On the Relevance of Static Cells for Fast Scale-Up of New Redox Flow Battery Chemistries

Abstract

The search for organic electroactive molecules suitable in aqueous organic flow batteries requires great efforts not only from an electrochemical perspective (weeks of testing) but also from an organic synthesis viewpoint. In this work, the relevance of static cells for accelerating the search and helping understand degradation mechanisms is focused on. First an easy-to-make and reliable static cell is validated.

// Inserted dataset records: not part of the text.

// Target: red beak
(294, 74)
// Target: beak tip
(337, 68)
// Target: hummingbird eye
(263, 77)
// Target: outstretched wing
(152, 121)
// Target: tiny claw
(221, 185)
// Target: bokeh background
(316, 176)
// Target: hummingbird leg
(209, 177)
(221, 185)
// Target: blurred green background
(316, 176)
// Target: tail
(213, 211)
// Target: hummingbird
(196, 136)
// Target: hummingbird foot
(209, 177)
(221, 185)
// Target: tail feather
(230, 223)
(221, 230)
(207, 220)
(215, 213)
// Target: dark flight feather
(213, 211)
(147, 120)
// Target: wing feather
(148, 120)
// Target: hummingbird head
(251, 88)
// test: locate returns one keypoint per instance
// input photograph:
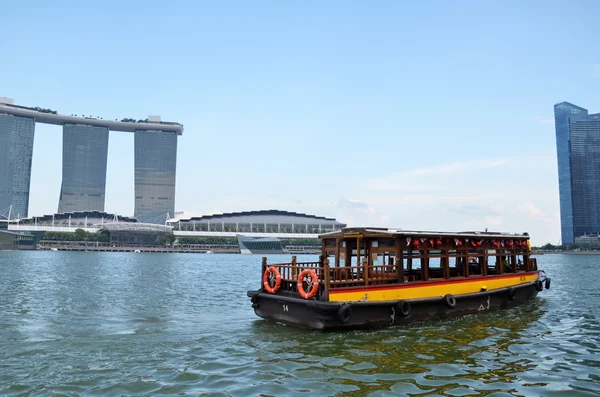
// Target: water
(180, 324)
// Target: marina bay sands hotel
(84, 159)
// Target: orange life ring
(267, 277)
(314, 287)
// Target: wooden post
(483, 263)
(399, 262)
(326, 278)
(294, 268)
(513, 259)
(348, 255)
(424, 265)
(358, 261)
(446, 260)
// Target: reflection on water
(124, 324)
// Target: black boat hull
(321, 315)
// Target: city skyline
(387, 115)
(84, 161)
(578, 148)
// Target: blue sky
(424, 115)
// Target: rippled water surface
(180, 324)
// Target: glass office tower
(155, 168)
(85, 150)
(16, 150)
(578, 155)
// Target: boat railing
(333, 277)
(290, 271)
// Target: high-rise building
(85, 150)
(578, 155)
(155, 167)
(16, 150)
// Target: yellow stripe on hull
(429, 290)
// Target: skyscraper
(16, 150)
(155, 166)
(85, 150)
(578, 155)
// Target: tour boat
(373, 277)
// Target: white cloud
(534, 213)
(543, 120)
(359, 213)
(400, 181)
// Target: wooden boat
(372, 277)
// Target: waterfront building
(265, 223)
(578, 156)
(85, 150)
(16, 151)
(155, 169)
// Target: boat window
(520, 263)
(436, 270)
(506, 267)
(475, 263)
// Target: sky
(427, 115)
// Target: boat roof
(353, 232)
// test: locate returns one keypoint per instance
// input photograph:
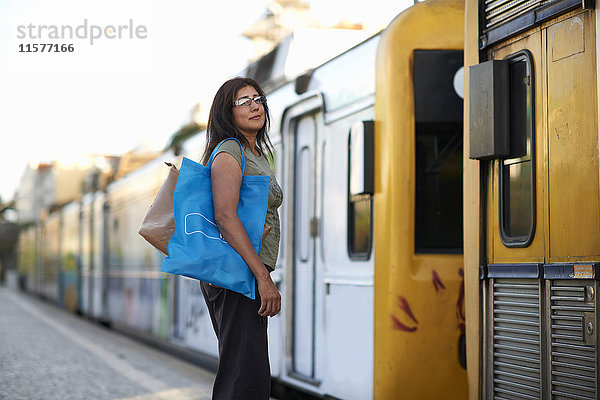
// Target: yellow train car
(419, 302)
(531, 199)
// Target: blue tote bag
(197, 249)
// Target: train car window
(438, 151)
(359, 226)
(360, 190)
(517, 183)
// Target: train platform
(47, 353)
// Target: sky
(136, 70)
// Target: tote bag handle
(214, 153)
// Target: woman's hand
(270, 299)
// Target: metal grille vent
(516, 339)
(573, 347)
(499, 11)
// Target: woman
(240, 111)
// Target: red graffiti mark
(437, 282)
(460, 303)
(404, 306)
(400, 326)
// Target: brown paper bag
(159, 224)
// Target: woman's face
(249, 119)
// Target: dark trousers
(244, 372)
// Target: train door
(304, 264)
(540, 211)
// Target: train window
(360, 218)
(438, 151)
(517, 175)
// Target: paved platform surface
(49, 354)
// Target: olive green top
(258, 165)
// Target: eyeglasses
(246, 101)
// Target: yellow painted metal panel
(574, 230)
(417, 327)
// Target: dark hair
(220, 119)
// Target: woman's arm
(226, 178)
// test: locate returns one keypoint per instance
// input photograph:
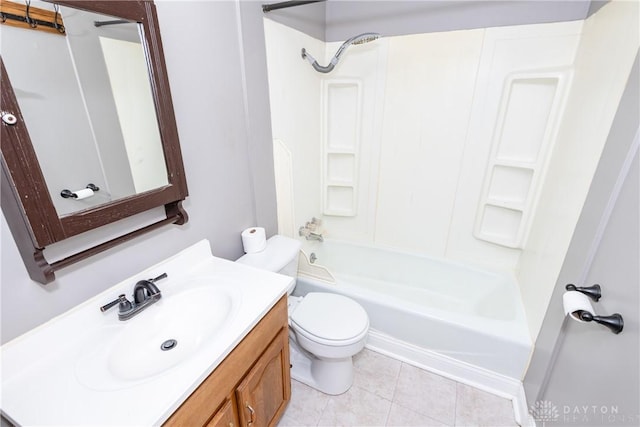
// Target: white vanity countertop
(42, 378)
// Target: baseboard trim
(483, 379)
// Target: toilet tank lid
(279, 252)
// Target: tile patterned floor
(387, 392)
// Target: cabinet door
(265, 391)
(227, 416)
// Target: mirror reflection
(87, 102)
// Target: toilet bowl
(325, 330)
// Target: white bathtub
(463, 313)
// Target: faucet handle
(155, 279)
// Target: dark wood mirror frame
(26, 202)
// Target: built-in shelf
(341, 123)
(524, 135)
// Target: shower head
(356, 40)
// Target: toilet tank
(280, 256)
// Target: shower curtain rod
(284, 4)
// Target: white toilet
(325, 329)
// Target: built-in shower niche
(525, 131)
(341, 124)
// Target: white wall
(217, 71)
(432, 135)
(425, 110)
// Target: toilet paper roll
(574, 302)
(84, 193)
(254, 240)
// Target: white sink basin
(86, 367)
(157, 339)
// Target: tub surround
(453, 144)
(44, 368)
(473, 316)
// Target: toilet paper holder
(614, 322)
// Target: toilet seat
(330, 319)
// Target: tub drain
(168, 345)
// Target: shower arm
(359, 39)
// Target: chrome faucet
(311, 230)
(145, 293)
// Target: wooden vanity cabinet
(251, 387)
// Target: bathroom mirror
(97, 113)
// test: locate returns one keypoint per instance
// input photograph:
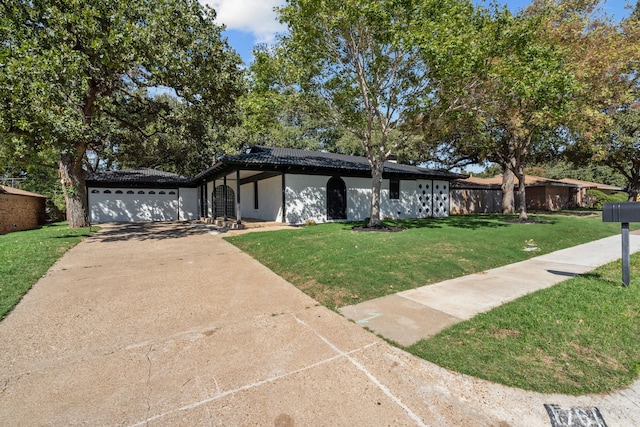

A simple but effective approach is proposed to investigate active species in the absence of air, which is based on the use of a cheap lunch box (Ar-box) in contrast to the expensive Ar-filled glove box. The relevance of the proposed strategy is demonstrated by investigating two case studies. The 2,6-dihydroxantraquinone/K₄Fe(CN)₆ in alkaline is studied with and without Ar-box. The air leakage in the static cell in the Ar-box is neglectable, so an Ar-filled glove box is not needed. Interestingly, the use of Ar-box leads to higher capacity fading (1.3% vs 2.5% day⁻¹) since a very small leakage of air prevents the formation of dimers. In neutral pH, the total absence of air using 1,1-bis[3-sulfonatopropyl]-4,4-bipyridinium/K₄Fe(CN)₆ static cell in the Ar-box leads to an increase in capacity fading (0.2% day⁻¹) compared to reported values using Ar-filled glove box.